Travel Fund 101
If my nagging in “The Secret To Creating A Healthy Travel Fund” worked the way it was supposed to, you are, by now, in possession of your very own travel fund. Yay! Be it ever so humble — I know a lot of you just set aside P10! — it’s still a pretty good start. Most people never get around to making the transition from dreaming to doing, so congratulations!
The next step — the next challenge — is to make it grow.
Here’s some good news and bad news.
The bad news: you’ll have to make a conscious effort to save in order to make your travel fund grow.
Remember your grade school lessons about the conservation of matter and energy? Yeah? Well, that applies to travel funds too. The money won’t materialize out of thin air; you’ll have to get it from somewhere. To put it another way, travel funds are one of the five exceptions to Gamp’s Law of Elemental Transfiguration.
Here’s the good news: money is a stealthy little thing. If you’ve ever looked at your credit card statement and marveled at how those little hundred-peso purchases could add up to a 5-figure balance, or if you’ve ever wondered just where all your hard-earned money went — you know, like 99.9% of us do every month — you know how little things can add up. Way up. Personal finance is one leaky ship.

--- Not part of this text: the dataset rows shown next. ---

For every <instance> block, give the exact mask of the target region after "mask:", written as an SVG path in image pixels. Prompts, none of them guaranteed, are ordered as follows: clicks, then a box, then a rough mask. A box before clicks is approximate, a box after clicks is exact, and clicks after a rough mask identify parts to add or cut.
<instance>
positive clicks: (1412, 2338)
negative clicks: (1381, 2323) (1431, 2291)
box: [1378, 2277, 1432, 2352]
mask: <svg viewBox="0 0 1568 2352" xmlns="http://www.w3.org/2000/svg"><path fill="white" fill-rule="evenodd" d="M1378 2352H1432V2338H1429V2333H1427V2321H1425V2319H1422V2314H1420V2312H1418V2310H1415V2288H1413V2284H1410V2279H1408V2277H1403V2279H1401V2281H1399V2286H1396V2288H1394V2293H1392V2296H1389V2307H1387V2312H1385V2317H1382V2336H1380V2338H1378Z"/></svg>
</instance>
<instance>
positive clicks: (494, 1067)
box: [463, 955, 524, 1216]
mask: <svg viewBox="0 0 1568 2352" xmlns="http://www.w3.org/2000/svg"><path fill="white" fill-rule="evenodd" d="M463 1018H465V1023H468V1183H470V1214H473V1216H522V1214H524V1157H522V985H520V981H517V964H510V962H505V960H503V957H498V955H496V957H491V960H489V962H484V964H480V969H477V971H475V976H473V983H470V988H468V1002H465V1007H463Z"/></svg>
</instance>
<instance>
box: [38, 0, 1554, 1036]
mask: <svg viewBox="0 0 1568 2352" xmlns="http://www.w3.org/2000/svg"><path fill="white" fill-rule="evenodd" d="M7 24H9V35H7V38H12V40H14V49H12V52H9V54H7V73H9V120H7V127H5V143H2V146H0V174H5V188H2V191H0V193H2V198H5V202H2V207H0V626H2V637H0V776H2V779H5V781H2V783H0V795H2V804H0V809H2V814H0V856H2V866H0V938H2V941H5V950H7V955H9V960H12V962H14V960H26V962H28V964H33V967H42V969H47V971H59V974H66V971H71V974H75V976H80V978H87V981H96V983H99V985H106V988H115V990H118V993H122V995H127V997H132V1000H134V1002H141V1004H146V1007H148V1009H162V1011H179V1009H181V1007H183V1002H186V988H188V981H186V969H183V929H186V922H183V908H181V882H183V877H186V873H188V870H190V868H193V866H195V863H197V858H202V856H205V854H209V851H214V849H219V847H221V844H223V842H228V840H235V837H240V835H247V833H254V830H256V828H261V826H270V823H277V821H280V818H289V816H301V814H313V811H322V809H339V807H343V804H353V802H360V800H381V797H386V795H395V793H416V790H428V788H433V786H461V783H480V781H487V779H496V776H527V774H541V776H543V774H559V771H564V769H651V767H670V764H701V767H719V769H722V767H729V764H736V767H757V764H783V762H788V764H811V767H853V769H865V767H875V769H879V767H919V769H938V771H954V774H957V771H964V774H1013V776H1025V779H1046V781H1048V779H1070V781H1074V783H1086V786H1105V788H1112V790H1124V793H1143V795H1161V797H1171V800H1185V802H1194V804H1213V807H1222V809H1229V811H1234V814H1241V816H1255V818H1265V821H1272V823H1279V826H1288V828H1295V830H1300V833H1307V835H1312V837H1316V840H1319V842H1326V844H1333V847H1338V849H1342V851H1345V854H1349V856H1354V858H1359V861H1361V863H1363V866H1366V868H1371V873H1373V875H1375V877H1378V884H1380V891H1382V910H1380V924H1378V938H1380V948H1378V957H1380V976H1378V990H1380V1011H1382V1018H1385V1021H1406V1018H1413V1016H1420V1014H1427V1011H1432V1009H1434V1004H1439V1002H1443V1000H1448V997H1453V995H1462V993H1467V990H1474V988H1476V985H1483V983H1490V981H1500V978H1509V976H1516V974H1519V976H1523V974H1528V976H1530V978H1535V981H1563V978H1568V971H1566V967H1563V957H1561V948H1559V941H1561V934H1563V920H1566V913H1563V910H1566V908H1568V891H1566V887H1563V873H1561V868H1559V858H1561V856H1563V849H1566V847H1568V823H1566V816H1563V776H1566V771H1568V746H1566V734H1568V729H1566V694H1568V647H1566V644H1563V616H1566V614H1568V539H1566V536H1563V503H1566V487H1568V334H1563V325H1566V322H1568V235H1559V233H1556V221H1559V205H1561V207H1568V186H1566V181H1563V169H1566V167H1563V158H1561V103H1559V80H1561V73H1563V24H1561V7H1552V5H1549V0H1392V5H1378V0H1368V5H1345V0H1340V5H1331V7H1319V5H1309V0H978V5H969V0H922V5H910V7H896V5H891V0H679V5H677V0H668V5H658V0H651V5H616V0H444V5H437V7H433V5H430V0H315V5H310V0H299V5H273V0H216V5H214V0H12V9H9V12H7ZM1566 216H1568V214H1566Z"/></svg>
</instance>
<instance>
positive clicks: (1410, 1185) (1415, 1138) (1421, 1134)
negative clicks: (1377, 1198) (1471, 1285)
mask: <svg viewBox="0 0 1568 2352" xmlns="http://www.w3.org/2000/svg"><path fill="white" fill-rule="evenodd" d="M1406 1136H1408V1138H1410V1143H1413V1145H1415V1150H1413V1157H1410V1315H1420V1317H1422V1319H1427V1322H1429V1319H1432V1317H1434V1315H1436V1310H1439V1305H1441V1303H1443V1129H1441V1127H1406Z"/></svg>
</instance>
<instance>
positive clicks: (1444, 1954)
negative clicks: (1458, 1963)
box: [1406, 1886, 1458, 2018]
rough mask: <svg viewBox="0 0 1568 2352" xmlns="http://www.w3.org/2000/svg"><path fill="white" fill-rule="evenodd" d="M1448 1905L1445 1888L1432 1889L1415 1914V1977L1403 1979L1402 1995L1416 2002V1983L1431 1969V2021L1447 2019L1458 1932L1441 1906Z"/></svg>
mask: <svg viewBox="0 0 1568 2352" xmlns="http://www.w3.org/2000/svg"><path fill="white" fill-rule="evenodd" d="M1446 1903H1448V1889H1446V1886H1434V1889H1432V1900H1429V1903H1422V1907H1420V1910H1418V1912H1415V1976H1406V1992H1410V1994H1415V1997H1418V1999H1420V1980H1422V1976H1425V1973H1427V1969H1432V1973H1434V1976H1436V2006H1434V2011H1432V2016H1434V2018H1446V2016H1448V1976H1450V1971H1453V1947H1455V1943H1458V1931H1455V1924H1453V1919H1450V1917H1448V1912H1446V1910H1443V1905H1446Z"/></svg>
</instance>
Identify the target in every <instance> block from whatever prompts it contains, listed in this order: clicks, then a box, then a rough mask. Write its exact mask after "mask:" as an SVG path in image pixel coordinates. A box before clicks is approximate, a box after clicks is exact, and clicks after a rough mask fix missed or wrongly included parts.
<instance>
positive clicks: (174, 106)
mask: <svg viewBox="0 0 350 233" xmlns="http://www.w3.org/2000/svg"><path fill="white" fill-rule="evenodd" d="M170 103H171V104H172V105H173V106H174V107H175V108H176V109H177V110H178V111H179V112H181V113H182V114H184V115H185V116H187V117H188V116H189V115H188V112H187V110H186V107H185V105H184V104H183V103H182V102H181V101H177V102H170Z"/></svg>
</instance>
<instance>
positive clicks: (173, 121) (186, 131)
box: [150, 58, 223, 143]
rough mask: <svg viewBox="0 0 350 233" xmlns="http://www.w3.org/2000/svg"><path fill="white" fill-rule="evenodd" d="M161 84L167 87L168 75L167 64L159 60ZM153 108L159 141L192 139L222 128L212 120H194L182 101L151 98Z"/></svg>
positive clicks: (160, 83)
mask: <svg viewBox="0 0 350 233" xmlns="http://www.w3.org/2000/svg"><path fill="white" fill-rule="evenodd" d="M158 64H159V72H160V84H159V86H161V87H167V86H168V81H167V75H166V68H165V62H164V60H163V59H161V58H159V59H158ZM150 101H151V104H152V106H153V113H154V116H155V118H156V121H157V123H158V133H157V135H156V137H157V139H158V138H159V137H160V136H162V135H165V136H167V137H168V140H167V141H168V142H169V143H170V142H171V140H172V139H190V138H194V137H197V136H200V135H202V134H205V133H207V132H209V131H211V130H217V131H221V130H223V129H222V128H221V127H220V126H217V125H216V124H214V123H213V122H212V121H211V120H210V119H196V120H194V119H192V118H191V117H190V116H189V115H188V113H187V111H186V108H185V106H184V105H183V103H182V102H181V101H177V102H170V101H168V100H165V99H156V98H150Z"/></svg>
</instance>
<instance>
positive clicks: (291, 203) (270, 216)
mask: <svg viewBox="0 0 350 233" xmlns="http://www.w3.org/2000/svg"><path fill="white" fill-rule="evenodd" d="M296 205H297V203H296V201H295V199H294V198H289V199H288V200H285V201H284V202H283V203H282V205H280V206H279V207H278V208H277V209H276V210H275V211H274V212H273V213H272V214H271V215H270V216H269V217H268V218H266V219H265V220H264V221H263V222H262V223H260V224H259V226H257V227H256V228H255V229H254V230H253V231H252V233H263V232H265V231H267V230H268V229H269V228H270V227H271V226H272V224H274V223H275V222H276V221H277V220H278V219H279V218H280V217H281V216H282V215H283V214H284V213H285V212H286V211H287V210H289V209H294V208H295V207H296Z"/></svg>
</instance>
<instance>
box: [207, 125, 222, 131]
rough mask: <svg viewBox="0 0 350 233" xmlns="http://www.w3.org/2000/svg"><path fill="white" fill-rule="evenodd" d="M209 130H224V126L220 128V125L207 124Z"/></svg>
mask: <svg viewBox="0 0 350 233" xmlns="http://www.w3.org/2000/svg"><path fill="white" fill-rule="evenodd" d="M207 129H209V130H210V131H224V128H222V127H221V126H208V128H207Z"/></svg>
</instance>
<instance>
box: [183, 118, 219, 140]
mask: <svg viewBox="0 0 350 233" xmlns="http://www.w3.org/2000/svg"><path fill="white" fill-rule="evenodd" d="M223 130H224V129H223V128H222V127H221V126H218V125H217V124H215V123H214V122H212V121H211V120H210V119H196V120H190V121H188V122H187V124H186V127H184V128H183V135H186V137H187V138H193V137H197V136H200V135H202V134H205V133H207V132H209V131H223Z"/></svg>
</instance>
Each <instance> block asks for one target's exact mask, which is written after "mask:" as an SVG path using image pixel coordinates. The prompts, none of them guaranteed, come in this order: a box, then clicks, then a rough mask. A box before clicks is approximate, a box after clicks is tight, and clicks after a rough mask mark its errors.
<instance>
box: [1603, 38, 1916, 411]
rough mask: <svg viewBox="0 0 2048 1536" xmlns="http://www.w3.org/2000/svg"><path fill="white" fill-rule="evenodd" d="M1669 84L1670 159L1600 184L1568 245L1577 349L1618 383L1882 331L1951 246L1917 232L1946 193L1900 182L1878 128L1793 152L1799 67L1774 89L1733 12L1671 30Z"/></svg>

If that doesn’t sound like the “good news” part, consider this: if you know where the holes are, you know where to install the plugs. Make the money leak back in. Examples:
Coffee. It’s one of life’s little pleasures. But a mocha java a day, or every other day? It adds up. Limit your coffee me-times to, say, once a month and you’ll notice the difference in your total expenditures. Money in the bank is a caffeine high all its own. You can think of it this way: would you rather have a Starbucks, or would you rather have a Starbucks in Paris?
Cabs. Yes, yes, the weather is too hot, taking two rides is too stressful, the conductors are too annoying, etc. But just like no one develops six-pack abs without sacrifice…well, you get my drift. If you spend P120 a day on cabs, and give that up, you could save for round-trip airfare to Paris in less than a year. Think about that.
Clothes. Would you rather have another nice little dress, or would you rather be in Paris wearing a nice little dress, a trench coat and boots? (No contest, right?!)
And that’s just the C’s, really. We all have our own little money leaks. Mine was eating out. (“Would you rather dine out, or would you rather dine out in Paris?”) Yours could be gadgets, or bags, or makeup, or massages.
The important thing is to distinguish between wants and needs, and then — because, obviously, travel is not an actual need — distinguish which wants you want more. “I want to meet the Pope more than I want another Havaianas flip-flop.” Focus on your goal, and remind yourself often of it. It’s not going to be easy, but it’s going to be worth it.
So here’s a little assignment before Travel Fund 102. List down what your actual needs are every month, and figure out how much you’re actually spending on non-essentials. Prepare yourself mentally to tweak your spending habits. Don’t worry, you won’t have to take a vow of poverty — you just have to determine which little pleasures you can give up to make room for the huge, life-changing ones.